Vaincre la phobie des insectes

La peur et la phobie ne sont pas la même chose. Bien que la peur soit une réaction adaptative et positive, la phobie est une peur exagérée et non adaptative, qui peut nuire à la vie d’une personne.

Bonifacio Sandín, professeur de psychologie clinique à l’Université nationale d’enseignement à distance (UNED), souligne qu’il existe trois types généraux de phobies : les phobies animales, les phobies du sang et les phobies situationnelles (obscurité, hauteur, eau, vol, tempêtes, etc.).

La phobie des insectes se trouverait dans le premier groupe, et dans ce groupe, il y aurait deux autres types de phobies :

  • Animaux liés aux dégâts (chien ou loups).
  • Animaux liés au dégoût (araignées, vers, chenilles ou papillons, entre autres).

Traitement courant

Toutes les phobies sont traitées avec exposition à l’objet de la peur, en l’occurrence les insectes. Sandín reconnaît que les méthodes actuelles se sont avérées efficaces, bien qu’il reconnaisse que traiter le rejet par peur n’est pas la même chose que le traiter par dégoût. Le problème, dit l’expert, c’est que les phobies causées par le dégoût ne sont pas aussi étudiées et qu’il n’existe pas de thérapie spécifique pour elles. Par conséquent, les mêmes techniques sont utilisées que pour toute autre phobie, qui ont également donné des résultats pour ces cas.

L’idée est que “quand quelqu’un a peur de quelque chose, il doit y faire face”. De là, il y a plusieurs façons de s’exposer. Il est préférable de consulter un thérapeute qui vous accompagne tout au long du processus.

“Il existe des traitements d’une seule séance de cinq heures ou de plusieurs séances réparties sur plusieurs semaines.
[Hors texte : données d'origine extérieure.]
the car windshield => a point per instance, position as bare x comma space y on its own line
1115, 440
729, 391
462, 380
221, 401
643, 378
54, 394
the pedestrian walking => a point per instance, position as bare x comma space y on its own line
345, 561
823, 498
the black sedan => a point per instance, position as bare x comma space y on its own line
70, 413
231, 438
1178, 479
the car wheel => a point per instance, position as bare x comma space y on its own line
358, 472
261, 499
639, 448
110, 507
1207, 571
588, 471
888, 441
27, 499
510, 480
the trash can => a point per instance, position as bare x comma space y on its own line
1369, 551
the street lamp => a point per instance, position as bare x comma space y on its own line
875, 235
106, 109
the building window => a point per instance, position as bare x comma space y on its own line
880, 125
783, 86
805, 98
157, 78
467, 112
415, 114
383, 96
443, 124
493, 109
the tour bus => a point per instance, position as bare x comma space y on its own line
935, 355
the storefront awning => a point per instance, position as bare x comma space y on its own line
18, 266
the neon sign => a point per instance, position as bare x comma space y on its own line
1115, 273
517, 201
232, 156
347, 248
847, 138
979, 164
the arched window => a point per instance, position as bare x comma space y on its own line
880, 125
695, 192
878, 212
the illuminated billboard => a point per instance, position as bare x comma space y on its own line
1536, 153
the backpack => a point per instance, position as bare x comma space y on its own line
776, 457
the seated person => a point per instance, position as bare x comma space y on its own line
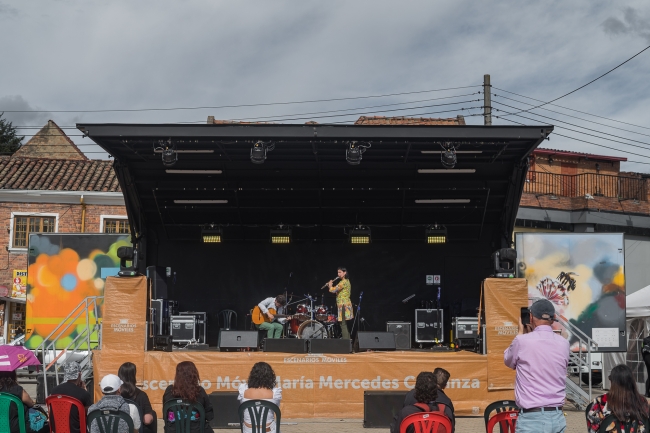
426, 393
186, 386
260, 386
112, 400
9, 384
74, 387
623, 400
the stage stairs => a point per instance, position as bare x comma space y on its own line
575, 393
73, 339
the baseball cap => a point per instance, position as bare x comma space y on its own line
110, 384
543, 309
71, 370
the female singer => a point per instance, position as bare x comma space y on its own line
342, 290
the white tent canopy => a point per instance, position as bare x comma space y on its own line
638, 303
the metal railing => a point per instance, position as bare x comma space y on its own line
581, 185
79, 348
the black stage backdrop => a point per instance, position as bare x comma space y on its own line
213, 277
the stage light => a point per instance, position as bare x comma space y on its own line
436, 234
211, 235
259, 150
281, 236
360, 235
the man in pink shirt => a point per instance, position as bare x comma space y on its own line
540, 359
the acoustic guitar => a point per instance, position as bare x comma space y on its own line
258, 317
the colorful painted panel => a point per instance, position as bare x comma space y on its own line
65, 269
583, 274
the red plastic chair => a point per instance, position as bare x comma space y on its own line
59, 406
426, 422
506, 419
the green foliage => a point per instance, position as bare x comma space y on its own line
9, 141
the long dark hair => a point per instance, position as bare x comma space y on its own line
7, 379
261, 376
623, 398
186, 382
127, 374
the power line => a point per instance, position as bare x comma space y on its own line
237, 106
585, 85
572, 109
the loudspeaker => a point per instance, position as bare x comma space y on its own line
163, 343
232, 341
330, 345
380, 407
158, 281
402, 331
226, 415
376, 341
286, 345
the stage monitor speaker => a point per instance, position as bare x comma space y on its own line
157, 274
226, 415
380, 407
163, 343
330, 345
233, 341
376, 341
504, 262
402, 331
286, 345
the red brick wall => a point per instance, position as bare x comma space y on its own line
69, 222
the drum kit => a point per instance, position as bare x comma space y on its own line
312, 322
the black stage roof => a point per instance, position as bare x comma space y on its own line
399, 188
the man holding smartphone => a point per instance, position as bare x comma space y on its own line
540, 359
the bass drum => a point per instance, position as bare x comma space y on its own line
312, 329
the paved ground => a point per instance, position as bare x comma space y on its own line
575, 422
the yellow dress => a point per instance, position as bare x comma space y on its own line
343, 302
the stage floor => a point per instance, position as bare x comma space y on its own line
316, 385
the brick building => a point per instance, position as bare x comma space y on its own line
584, 193
49, 186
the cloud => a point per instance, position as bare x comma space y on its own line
24, 118
633, 23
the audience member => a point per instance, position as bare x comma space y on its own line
130, 391
186, 386
9, 384
623, 400
426, 394
112, 400
74, 387
540, 359
261, 385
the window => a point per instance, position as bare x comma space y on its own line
116, 226
24, 225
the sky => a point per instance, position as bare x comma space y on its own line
62, 58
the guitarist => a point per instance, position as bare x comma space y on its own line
274, 327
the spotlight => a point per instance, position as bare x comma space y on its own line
211, 235
436, 234
169, 154
281, 236
448, 155
360, 235
258, 152
354, 151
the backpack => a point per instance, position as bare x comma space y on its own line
441, 410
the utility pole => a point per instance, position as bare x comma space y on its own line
487, 100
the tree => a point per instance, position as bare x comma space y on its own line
9, 141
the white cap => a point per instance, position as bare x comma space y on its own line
110, 384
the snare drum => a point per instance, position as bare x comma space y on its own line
321, 312
303, 312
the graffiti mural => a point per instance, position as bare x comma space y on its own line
583, 275
63, 270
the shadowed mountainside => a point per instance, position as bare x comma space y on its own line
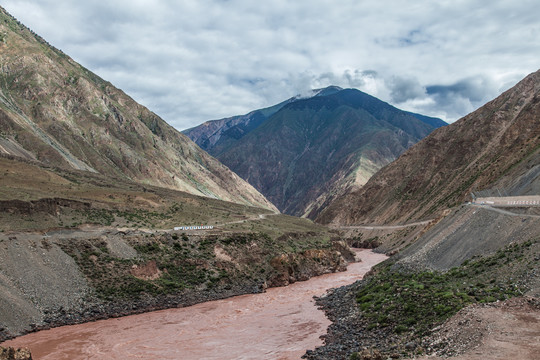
305, 151
57, 112
496, 146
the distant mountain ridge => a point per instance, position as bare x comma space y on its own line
303, 152
495, 147
57, 112
216, 136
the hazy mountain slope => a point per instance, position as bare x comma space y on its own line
57, 112
313, 149
217, 136
498, 145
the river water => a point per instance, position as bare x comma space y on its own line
281, 323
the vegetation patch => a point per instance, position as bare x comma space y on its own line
407, 304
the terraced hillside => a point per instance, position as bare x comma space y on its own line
55, 111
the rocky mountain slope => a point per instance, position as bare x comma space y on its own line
305, 151
496, 147
55, 111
Dans ces derniers traitements, le patient reçoit plus de stratégies “, explique le psychologue.

Tout d’abord, découvrez

Dans tous les cas, la personne doit être correctement informée avant l’exposition. “On explique ce qu’est la peur, quel est son but, pourquoi elle existe, pourquoi beaucoup de gens ont peur des insectes, comment les phobies sont générées, comment elles augmentent, etc.
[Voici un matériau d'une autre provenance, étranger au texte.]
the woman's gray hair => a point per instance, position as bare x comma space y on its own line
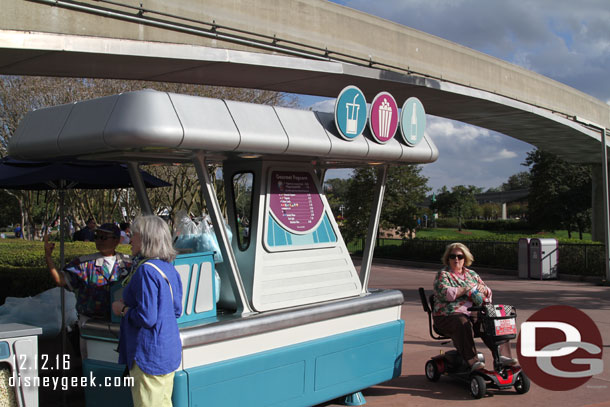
156, 237
468, 257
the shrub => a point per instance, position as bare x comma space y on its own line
23, 270
575, 259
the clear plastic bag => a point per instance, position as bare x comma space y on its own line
197, 235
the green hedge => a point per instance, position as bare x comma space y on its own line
23, 270
499, 225
574, 259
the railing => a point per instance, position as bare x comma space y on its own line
574, 258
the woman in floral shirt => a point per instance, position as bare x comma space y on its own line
456, 288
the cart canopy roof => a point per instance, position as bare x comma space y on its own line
152, 126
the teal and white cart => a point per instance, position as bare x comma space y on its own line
295, 323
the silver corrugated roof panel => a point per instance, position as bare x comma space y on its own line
143, 123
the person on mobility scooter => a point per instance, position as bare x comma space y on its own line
461, 309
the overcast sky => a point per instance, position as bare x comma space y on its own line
566, 40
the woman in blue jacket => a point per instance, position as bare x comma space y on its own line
152, 300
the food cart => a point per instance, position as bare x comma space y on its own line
295, 323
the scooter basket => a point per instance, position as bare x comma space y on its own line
499, 321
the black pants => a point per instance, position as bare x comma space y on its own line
462, 330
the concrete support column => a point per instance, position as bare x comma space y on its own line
597, 203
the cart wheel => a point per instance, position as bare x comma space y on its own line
432, 372
478, 387
522, 384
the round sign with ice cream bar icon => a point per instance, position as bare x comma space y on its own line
350, 113
412, 121
383, 120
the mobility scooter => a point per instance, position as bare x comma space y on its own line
499, 324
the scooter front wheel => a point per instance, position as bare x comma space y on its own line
478, 387
522, 384
432, 372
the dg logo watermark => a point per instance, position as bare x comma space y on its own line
560, 348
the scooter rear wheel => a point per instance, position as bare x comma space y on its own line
478, 387
432, 372
522, 384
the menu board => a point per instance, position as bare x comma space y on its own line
294, 201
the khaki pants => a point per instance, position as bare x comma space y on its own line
150, 390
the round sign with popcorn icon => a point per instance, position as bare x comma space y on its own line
383, 120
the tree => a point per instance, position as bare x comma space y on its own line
336, 190
405, 189
459, 202
560, 194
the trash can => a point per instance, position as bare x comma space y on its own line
524, 257
19, 364
543, 258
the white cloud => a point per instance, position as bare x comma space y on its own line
566, 40
501, 155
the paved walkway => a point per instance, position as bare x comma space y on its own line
413, 389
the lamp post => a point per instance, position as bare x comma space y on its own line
602, 130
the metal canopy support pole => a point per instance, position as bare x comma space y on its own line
606, 203
209, 194
138, 185
367, 255
602, 131
62, 262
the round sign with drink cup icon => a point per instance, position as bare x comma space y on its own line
412, 121
350, 113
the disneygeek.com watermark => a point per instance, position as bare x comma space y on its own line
560, 348
64, 383
28, 368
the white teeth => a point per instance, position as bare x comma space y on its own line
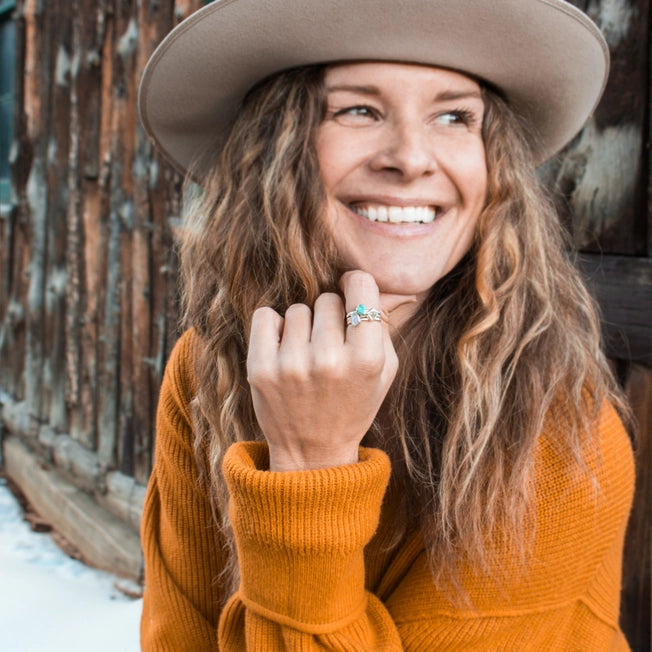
396, 214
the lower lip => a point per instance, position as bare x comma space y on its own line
397, 229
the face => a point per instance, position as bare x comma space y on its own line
403, 165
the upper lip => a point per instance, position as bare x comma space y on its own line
385, 200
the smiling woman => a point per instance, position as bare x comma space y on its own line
385, 426
399, 141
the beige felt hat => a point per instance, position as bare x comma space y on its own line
546, 56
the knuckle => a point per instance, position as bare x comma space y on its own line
369, 363
328, 299
328, 364
293, 369
300, 310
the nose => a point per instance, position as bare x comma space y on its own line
405, 150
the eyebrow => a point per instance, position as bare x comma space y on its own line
354, 88
444, 96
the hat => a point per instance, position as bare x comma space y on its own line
547, 57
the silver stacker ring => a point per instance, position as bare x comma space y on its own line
360, 314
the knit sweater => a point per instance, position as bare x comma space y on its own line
318, 571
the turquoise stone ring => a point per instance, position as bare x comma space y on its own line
360, 314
Cette information est très importante parce qu’elle lui donne beaucoup de confiance “, souligne le professeur.

Exposition progressive aux insectes

Une fois informé, la clé dans tous les cas est de confronter le patient avec l’insecte. “Aujourd’hui, la réalité virtuelle est utilisée, mais il s’agit de technologies très coûteuses, donc on utilise aussi de vrais insectes “, explique Sandín.

“Selon la peur que la personne a -continue- j’utilise une araignée (ou l’insecte qui est) petite ou grande. Au début, le patient est présenté enfermé dans une urne en tupper ou une urne en verre couverte “, explique Sandín.
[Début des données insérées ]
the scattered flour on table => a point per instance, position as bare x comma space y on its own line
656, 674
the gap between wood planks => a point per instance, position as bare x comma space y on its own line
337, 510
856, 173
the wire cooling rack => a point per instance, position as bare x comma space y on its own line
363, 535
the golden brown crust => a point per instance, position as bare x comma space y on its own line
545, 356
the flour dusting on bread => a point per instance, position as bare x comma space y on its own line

Progressivement, l’urne est découverte, on demande à l’insecte de toucher l’insecte avec un morceau de papier et des progrès sont faits jusqu’à ce que le patient soit capable d’attraper l’animal à la main. “Si l’affaire est très grave, nous pouvons employer d’autres personnes pour venir la toucher en premier “, note-t-il.

L’expert établit toujours un accord avec le patient, de sorte que, “si vous n’êtes pas d’accord, vous ne le faites pas”.

Pourquoi l’exposition à l’insecte fonctionne-t-elle ?

Les lecteurs souffrant de phobie des insectes peuvent être réticents à s’exposer directement, mais c’est une méthode efficace pour deux raisons qui se distinguent de Sandín :

  • Habituation : lorsqu’elle est exposée à l’insecte, la personne qui souffre de phobie s’y habitue, s’adapte à la situation et ne cause plus autant d’anxiété. C’est comme être exposé à une odeur, après un certain temps, ce n’est plus pareil.
  • Élimination de l’attente : le patient part d’une série d’attentes qui, avec la thérapie, finissent par être détruites. “Si le patient a l’idée que l’araignée va piquer et être horrible, et qu’ensuite vous voyez que l’araignée ne fait rien, l’attente est éliminée. Cela réduit la peur. La même chose arriverait avec dégoût.

Que se passe-t-il après le traitement ?

Une fois que le patient a réussi la thérapie, le psychologue doit lui donner quelques conseils pour que, lorsqu’un insecte est trouvé dans la vie réelle, il ne souffre plus de la peur d’avant. Sandin souligne que ce qu’ils ne devraient pas faire, c’est de retourner à l’évitement ou à la fuite. Au contraire, “il convient qu’il s’approche et affronte l’insecte”.

De plus, ” il est possible que ce que vous avez appris puisse être transféré à d’autres animaux et aussi amélioré avec eux “, dit le professeur.